In contexts where preschool education may be comparatively more academically focused, structured playful physical activities represent a feasible, low-cost pedagogical strategy that can be integrated into daily routines without displacing learning goals. The present results extend the evidence base by providing data from a Tunisian preschool setting, contributing cross-cultural insight to a literature still dominated by Western samples. Embedding cognitive demands within enjoyable movement tasks may be especially valuable in early childhood education because it leverages intrinsic motivation and sustained engagement—two factors that can be difficult to achieve through purely didactic instruction.
This study has several strengths, including a randomized controlled design, assessor blinding, and an intervention structured around explicit cognitive–motor integration. Nevertheless, several limitations should be considered when interpreting the findings. First, the sample was modest, group sizes were unequal because simple randomization was used without blocking or stratification, and baseline differences were present for mathematical competence and BVMT-R immediate recall; ANCOVA reduced but did not eliminate concerns about residual confounding and regression to the mean.
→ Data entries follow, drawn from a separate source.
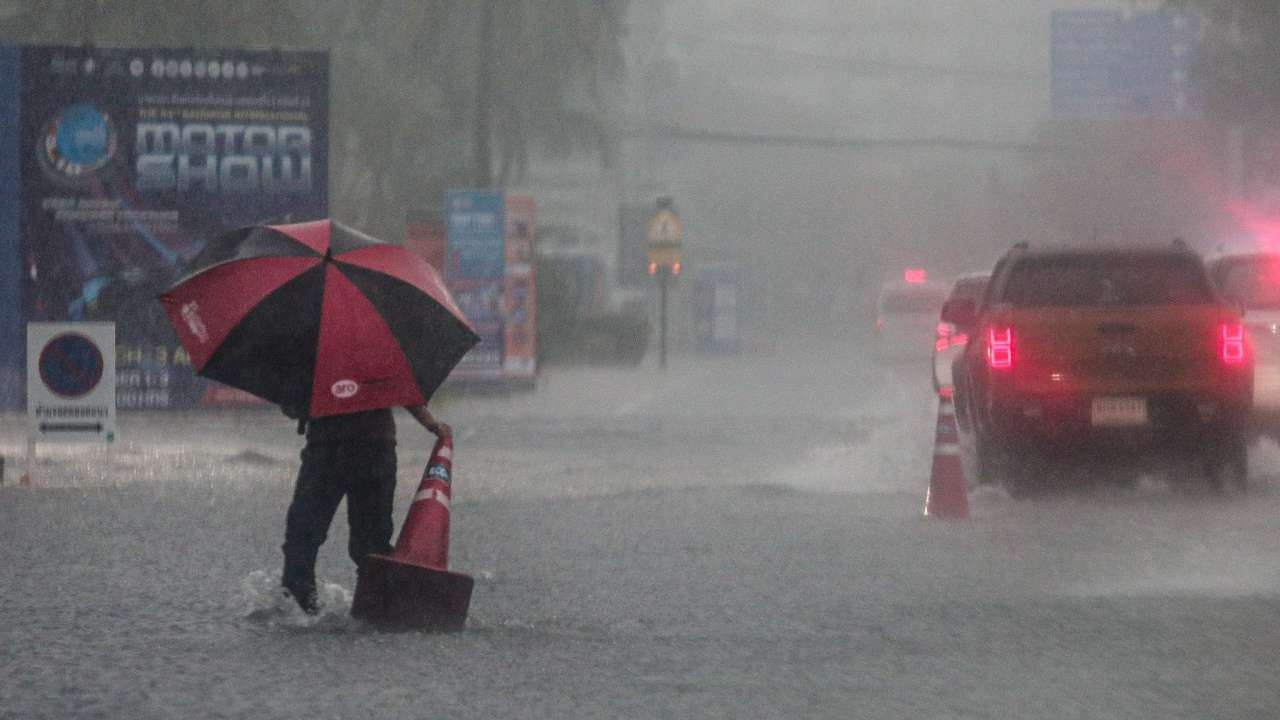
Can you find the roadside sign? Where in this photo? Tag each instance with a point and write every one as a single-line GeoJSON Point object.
{"type": "Point", "coordinates": [71, 381]}
{"type": "Point", "coordinates": [1115, 62]}
{"type": "Point", "coordinates": [666, 235]}
{"type": "Point", "coordinates": [666, 228]}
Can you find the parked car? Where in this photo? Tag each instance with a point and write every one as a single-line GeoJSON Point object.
{"type": "Point", "coordinates": [1252, 281]}
{"type": "Point", "coordinates": [1111, 354]}
{"type": "Point", "coordinates": [950, 338]}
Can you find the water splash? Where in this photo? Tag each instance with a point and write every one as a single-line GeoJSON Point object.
{"type": "Point", "coordinates": [264, 601]}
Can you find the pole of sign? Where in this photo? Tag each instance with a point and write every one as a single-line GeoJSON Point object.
{"type": "Point", "coordinates": [30, 475]}
{"type": "Point", "coordinates": [664, 236]}
{"type": "Point", "coordinates": [662, 323]}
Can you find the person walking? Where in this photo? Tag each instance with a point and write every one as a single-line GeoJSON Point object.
{"type": "Point", "coordinates": [351, 455]}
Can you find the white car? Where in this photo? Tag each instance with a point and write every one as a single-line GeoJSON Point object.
{"type": "Point", "coordinates": [906, 317]}
{"type": "Point", "coordinates": [1252, 279]}
{"type": "Point", "coordinates": [949, 338]}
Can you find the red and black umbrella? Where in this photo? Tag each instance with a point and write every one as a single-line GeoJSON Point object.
{"type": "Point", "coordinates": [319, 318]}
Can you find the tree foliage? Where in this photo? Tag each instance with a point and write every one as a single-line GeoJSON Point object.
{"type": "Point", "coordinates": [406, 87]}
{"type": "Point", "coordinates": [1240, 64]}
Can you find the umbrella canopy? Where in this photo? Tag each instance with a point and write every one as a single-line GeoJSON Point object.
{"type": "Point", "coordinates": [319, 318]}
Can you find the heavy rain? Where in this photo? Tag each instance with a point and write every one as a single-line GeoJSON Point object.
{"type": "Point", "coordinates": [746, 359]}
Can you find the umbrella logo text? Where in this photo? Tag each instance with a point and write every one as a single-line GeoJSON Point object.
{"type": "Point", "coordinates": [191, 315]}
{"type": "Point", "coordinates": [343, 390]}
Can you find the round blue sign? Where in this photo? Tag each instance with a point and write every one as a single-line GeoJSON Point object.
{"type": "Point", "coordinates": [77, 142]}
{"type": "Point", "coordinates": [83, 136]}
{"type": "Point", "coordinates": [71, 365]}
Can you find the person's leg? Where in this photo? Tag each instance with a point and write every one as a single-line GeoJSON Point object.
{"type": "Point", "coordinates": [370, 477]}
{"type": "Point", "coordinates": [315, 499]}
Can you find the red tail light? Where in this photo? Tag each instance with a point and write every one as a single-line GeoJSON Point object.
{"type": "Point", "coordinates": [1000, 347]}
{"type": "Point", "coordinates": [1233, 343]}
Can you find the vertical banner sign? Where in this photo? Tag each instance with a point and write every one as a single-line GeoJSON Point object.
{"type": "Point", "coordinates": [424, 233]}
{"type": "Point", "coordinates": [475, 226]}
{"type": "Point", "coordinates": [520, 359]}
{"type": "Point", "coordinates": [71, 381]}
{"type": "Point", "coordinates": [10, 228]}
{"type": "Point", "coordinates": [133, 159]}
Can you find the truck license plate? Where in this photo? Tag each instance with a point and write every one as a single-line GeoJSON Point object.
{"type": "Point", "coordinates": [1119, 411]}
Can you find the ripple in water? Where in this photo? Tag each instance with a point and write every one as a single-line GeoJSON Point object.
{"type": "Point", "coordinates": [264, 604]}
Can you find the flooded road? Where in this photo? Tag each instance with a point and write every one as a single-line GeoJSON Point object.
{"type": "Point", "coordinates": [735, 538]}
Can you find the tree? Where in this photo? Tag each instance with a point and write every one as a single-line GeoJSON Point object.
{"type": "Point", "coordinates": [1240, 65]}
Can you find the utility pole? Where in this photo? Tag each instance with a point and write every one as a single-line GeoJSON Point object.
{"type": "Point", "coordinates": [666, 235]}
{"type": "Point", "coordinates": [484, 99]}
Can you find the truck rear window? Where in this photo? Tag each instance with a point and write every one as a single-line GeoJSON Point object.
{"type": "Point", "coordinates": [1107, 281]}
{"type": "Point", "coordinates": [1252, 281]}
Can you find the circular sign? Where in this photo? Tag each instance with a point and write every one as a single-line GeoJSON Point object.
{"type": "Point", "coordinates": [71, 365]}
{"type": "Point", "coordinates": [78, 142]}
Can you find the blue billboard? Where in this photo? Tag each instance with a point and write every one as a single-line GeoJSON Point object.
{"type": "Point", "coordinates": [129, 160]}
{"type": "Point", "coordinates": [1112, 62]}
{"type": "Point", "coordinates": [476, 235]}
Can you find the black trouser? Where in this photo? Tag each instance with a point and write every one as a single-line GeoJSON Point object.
{"type": "Point", "coordinates": [364, 472]}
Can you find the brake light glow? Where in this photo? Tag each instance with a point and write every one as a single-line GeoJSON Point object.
{"type": "Point", "coordinates": [942, 337]}
{"type": "Point", "coordinates": [1000, 347]}
{"type": "Point", "coordinates": [1233, 343]}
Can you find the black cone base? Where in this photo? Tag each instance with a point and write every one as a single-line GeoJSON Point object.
{"type": "Point", "coordinates": [400, 595]}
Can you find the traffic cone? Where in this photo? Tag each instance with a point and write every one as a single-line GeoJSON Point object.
{"type": "Point", "coordinates": [412, 587]}
{"type": "Point", "coordinates": [947, 496]}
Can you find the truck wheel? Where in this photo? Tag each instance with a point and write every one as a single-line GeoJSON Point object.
{"type": "Point", "coordinates": [1228, 464]}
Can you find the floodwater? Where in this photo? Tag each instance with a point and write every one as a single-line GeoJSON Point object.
{"type": "Point", "coordinates": [737, 537]}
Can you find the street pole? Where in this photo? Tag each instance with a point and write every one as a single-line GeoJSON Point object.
{"type": "Point", "coordinates": [662, 324]}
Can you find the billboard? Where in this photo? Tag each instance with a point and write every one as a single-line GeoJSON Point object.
{"type": "Point", "coordinates": [483, 244]}
{"type": "Point", "coordinates": [131, 160]}
{"type": "Point", "coordinates": [1107, 62]}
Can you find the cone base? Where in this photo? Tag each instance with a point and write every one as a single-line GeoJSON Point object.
{"type": "Point", "coordinates": [401, 595]}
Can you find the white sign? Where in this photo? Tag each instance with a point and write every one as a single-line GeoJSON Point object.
{"type": "Point", "coordinates": [71, 381]}
{"type": "Point", "coordinates": [666, 228]}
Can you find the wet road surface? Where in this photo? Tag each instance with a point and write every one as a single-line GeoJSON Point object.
{"type": "Point", "coordinates": [736, 538]}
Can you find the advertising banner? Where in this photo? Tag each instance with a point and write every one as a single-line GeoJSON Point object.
{"type": "Point", "coordinates": [133, 159]}
{"type": "Point", "coordinates": [484, 246]}
{"type": "Point", "coordinates": [480, 301]}
{"type": "Point", "coordinates": [476, 259]}
{"type": "Point", "coordinates": [476, 235]}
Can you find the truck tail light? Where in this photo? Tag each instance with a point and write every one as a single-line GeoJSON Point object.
{"type": "Point", "coordinates": [1232, 343]}
{"type": "Point", "coordinates": [942, 337]}
{"type": "Point", "coordinates": [1000, 347]}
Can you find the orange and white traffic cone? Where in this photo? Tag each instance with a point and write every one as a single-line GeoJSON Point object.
{"type": "Point", "coordinates": [424, 537]}
{"type": "Point", "coordinates": [412, 587]}
{"type": "Point", "coordinates": [947, 496]}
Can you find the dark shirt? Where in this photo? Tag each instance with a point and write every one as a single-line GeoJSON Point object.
{"type": "Point", "coordinates": [368, 425]}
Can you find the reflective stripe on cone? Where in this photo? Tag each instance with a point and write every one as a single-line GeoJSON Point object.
{"type": "Point", "coordinates": [947, 496]}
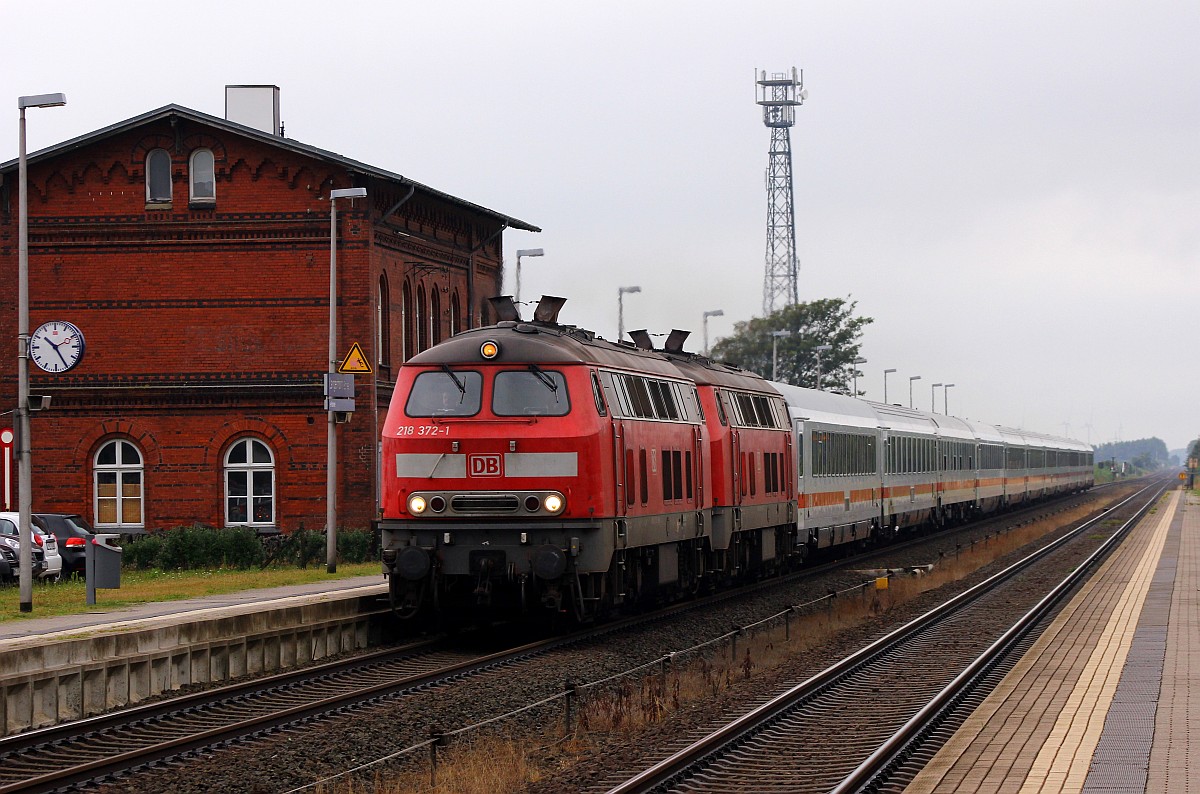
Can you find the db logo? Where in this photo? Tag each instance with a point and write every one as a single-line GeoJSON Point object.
{"type": "Point", "coordinates": [484, 465]}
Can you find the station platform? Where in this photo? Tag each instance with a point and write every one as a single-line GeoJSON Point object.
{"type": "Point", "coordinates": [101, 620]}
{"type": "Point", "coordinates": [1103, 701]}
{"type": "Point", "coordinates": [66, 667]}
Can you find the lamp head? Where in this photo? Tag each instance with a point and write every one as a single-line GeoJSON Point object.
{"type": "Point", "coordinates": [41, 101]}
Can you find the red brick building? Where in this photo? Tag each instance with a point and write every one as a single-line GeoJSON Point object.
{"type": "Point", "coordinates": [193, 254]}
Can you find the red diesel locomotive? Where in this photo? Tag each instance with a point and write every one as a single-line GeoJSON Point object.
{"type": "Point", "coordinates": [534, 464]}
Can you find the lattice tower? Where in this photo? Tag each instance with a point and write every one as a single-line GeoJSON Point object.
{"type": "Point", "coordinates": [779, 95]}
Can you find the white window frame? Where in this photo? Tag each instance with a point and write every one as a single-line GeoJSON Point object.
{"type": "Point", "coordinates": [250, 468]}
{"type": "Point", "coordinates": [123, 469]}
{"type": "Point", "coordinates": [193, 174]}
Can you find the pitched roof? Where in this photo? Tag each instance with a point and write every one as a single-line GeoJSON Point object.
{"type": "Point", "coordinates": [289, 144]}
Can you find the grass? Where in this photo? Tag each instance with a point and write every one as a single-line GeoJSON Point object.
{"type": "Point", "coordinates": [70, 596]}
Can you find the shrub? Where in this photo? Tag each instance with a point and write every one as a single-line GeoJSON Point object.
{"type": "Point", "coordinates": [142, 552]}
{"type": "Point", "coordinates": [354, 545]}
{"type": "Point", "coordinates": [190, 547]}
{"type": "Point", "coordinates": [241, 547]}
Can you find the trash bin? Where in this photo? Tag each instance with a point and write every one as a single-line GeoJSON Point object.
{"type": "Point", "coordinates": [102, 561]}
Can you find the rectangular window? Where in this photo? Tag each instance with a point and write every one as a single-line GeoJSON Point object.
{"type": "Point", "coordinates": [687, 464]}
{"type": "Point", "coordinates": [645, 477]}
{"type": "Point", "coordinates": [629, 476]}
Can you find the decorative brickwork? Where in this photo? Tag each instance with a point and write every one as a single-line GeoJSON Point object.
{"type": "Point", "coordinates": [209, 324]}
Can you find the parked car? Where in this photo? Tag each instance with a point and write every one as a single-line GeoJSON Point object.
{"type": "Point", "coordinates": [46, 546]}
{"type": "Point", "coordinates": [73, 534]}
{"type": "Point", "coordinates": [10, 552]}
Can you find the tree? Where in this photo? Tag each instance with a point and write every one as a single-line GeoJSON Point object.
{"type": "Point", "coordinates": [829, 320]}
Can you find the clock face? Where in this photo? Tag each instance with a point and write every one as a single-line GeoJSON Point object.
{"type": "Point", "coordinates": [57, 346]}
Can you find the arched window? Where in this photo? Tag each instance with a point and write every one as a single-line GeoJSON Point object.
{"type": "Point", "coordinates": [406, 319]}
{"type": "Point", "coordinates": [423, 324]}
{"type": "Point", "coordinates": [250, 483]}
{"type": "Point", "coordinates": [157, 176]}
{"type": "Point", "coordinates": [435, 316]}
{"type": "Point", "coordinates": [202, 176]}
{"type": "Point", "coordinates": [117, 486]}
{"type": "Point", "coordinates": [383, 323]}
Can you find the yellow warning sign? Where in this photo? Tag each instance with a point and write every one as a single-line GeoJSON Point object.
{"type": "Point", "coordinates": [355, 361]}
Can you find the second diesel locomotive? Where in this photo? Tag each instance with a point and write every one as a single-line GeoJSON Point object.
{"type": "Point", "coordinates": [535, 465]}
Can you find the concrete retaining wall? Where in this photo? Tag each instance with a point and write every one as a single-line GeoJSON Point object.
{"type": "Point", "coordinates": [73, 674]}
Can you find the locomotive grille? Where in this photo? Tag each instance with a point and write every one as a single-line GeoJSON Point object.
{"type": "Point", "coordinates": [485, 504]}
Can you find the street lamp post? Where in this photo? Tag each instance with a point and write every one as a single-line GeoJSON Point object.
{"type": "Point", "coordinates": [621, 308]}
{"type": "Point", "coordinates": [715, 312]}
{"type": "Point", "coordinates": [24, 450]}
{"type": "Point", "coordinates": [819, 350]}
{"type": "Point", "coordinates": [331, 435]}
{"type": "Point", "coordinates": [774, 352]}
{"type": "Point", "coordinates": [525, 252]}
{"type": "Point", "coordinates": [857, 361]}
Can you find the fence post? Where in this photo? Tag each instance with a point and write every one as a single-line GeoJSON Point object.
{"type": "Point", "coordinates": [568, 722]}
{"type": "Point", "coordinates": [436, 739]}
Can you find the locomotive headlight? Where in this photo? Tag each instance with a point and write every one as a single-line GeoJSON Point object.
{"type": "Point", "coordinates": [553, 503]}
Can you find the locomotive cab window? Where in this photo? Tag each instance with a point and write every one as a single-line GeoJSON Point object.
{"type": "Point", "coordinates": [448, 392]}
{"type": "Point", "coordinates": [529, 392]}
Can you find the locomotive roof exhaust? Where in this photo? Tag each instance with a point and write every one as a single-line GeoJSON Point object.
{"type": "Point", "coordinates": [549, 308]}
{"type": "Point", "coordinates": [642, 340]}
{"type": "Point", "coordinates": [505, 308]}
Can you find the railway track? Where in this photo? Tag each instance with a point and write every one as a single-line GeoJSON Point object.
{"type": "Point", "coordinates": [852, 725]}
{"type": "Point", "coordinates": [105, 747]}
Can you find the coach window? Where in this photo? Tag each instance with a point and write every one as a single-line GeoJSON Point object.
{"type": "Point", "coordinates": [159, 176]}
{"type": "Point", "coordinates": [202, 178]}
{"type": "Point", "coordinates": [117, 480]}
{"type": "Point", "coordinates": [250, 483]}
{"type": "Point", "coordinates": [383, 323]}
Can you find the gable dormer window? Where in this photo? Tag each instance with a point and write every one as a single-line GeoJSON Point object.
{"type": "Point", "coordinates": [202, 178]}
{"type": "Point", "coordinates": [159, 176]}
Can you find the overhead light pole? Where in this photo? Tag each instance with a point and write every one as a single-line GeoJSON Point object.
{"type": "Point", "coordinates": [331, 435]}
{"type": "Point", "coordinates": [525, 252]}
{"type": "Point", "coordinates": [621, 308]}
{"type": "Point", "coordinates": [819, 350]}
{"type": "Point", "coordinates": [24, 450]}
{"type": "Point", "coordinates": [715, 312]}
{"type": "Point", "coordinates": [857, 361]}
{"type": "Point", "coordinates": [774, 352]}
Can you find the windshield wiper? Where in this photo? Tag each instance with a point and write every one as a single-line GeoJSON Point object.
{"type": "Point", "coordinates": [544, 378]}
{"type": "Point", "coordinates": [462, 388]}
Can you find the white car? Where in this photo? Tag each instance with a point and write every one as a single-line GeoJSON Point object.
{"type": "Point", "coordinates": [43, 541]}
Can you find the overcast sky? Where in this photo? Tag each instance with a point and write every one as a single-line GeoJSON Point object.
{"type": "Point", "coordinates": [1011, 188]}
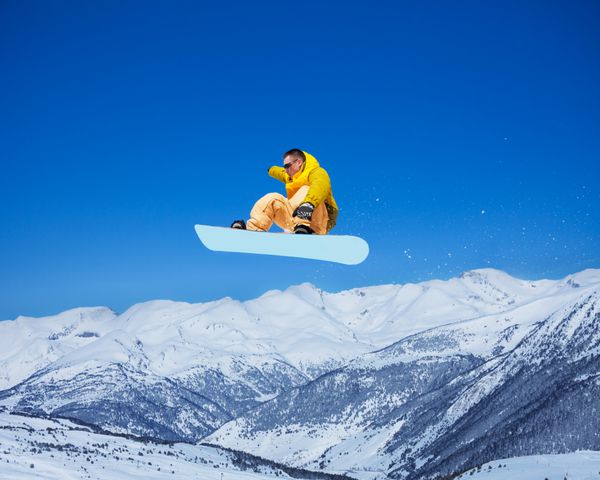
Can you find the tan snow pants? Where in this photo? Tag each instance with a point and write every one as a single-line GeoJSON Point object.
{"type": "Point", "coordinates": [274, 207]}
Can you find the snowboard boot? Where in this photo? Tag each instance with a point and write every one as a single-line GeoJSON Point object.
{"type": "Point", "coordinates": [239, 224]}
{"type": "Point", "coordinates": [303, 229]}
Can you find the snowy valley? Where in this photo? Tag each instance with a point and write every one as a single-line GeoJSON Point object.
{"type": "Point", "coordinates": [406, 381]}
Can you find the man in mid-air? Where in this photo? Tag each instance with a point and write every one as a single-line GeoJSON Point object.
{"type": "Point", "coordinates": [309, 206]}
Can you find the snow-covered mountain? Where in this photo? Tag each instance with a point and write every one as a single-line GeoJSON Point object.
{"type": "Point", "coordinates": [49, 449]}
{"type": "Point", "coordinates": [407, 381]}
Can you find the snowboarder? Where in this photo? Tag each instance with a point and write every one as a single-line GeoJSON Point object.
{"type": "Point", "coordinates": [309, 206]}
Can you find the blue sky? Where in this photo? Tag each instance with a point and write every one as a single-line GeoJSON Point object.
{"type": "Point", "coordinates": [458, 135]}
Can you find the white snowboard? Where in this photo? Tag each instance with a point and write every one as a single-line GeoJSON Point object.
{"type": "Point", "coordinates": [344, 249]}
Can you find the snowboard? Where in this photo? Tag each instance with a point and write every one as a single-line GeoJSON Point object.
{"type": "Point", "coordinates": [345, 249]}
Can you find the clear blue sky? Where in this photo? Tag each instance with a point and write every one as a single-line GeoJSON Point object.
{"type": "Point", "coordinates": [458, 135]}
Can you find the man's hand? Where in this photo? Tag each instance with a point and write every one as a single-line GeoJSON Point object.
{"type": "Point", "coordinates": [304, 211]}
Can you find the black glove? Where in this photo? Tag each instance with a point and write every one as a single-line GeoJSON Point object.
{"type": "Point", "coordinates": [304, 211]}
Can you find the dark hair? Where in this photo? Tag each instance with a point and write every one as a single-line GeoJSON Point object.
{"type": "Point", "coordinates": [295, 153]}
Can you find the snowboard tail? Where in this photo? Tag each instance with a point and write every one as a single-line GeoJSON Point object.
{"type": "Point", "coordinates": [345, 249]}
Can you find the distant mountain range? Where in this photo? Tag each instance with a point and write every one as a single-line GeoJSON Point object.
{"type": "Point", "coordinates": [402, 381]}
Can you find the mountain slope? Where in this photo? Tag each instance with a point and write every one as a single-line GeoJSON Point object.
{"type": "Point", "coordinates": [434, 394]}
{"type": "Point", "coordinates": [360, 380]}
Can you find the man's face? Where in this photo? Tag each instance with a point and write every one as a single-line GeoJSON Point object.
{"type": "Point", "coordinates": [292, 165]}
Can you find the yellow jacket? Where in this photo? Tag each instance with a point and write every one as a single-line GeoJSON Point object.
{"type": "Point", "coordinates": [315, 176]}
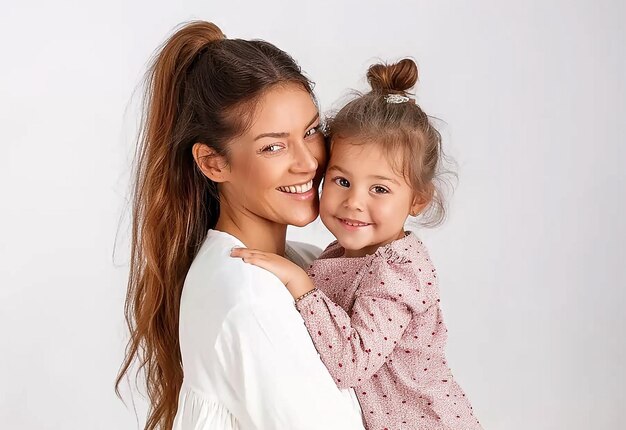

Second, the BVMT-R was used outside its normative age range, alternate forms were not used, and independent rater-level scoring data were unavailable; consequently, the unusually large BVMT-R effects are exploratory and should not be treated as definitive evidence of cognitive improvement. Third, implementation documentation was incomplete: participant-level attendance, heart-rate/RPE intensity, and quantitative fidelity percentages were not retained, preventing dose–response, exercise-intensity, compliance-threshold, and independent fidelity analyses. Fourth, independent double-scoring records were unavailable for BVMT-R/RCFT outcomes, item-level reliability data were unavailable for the school-readiness indicators, and social competence was based on non-blinded teacher ratings, creating potential detection bias for that outcome. Fifth, trial registration was retrospective: the study started on 7 April 2025 and final follow-up/completion occurred on 23 May 2025, whereas the ClinicalTrials.gov public record was released on 25 June 2026 under NCT07678294; the PACTR application/record ID 41034 is retained only as a secondary registry/reference record. Finally, the study assessed short-term pre-to-post changes only, and follow-up assessments are needed to determine retention and transfer to later school performance. Together, these limitations mean that the findings should be viewed as preliminary and hypothesis-generating pending replication in larger, prospectively registered, adequately balanced trials with age-appropriate measures and stronger implementation documentation.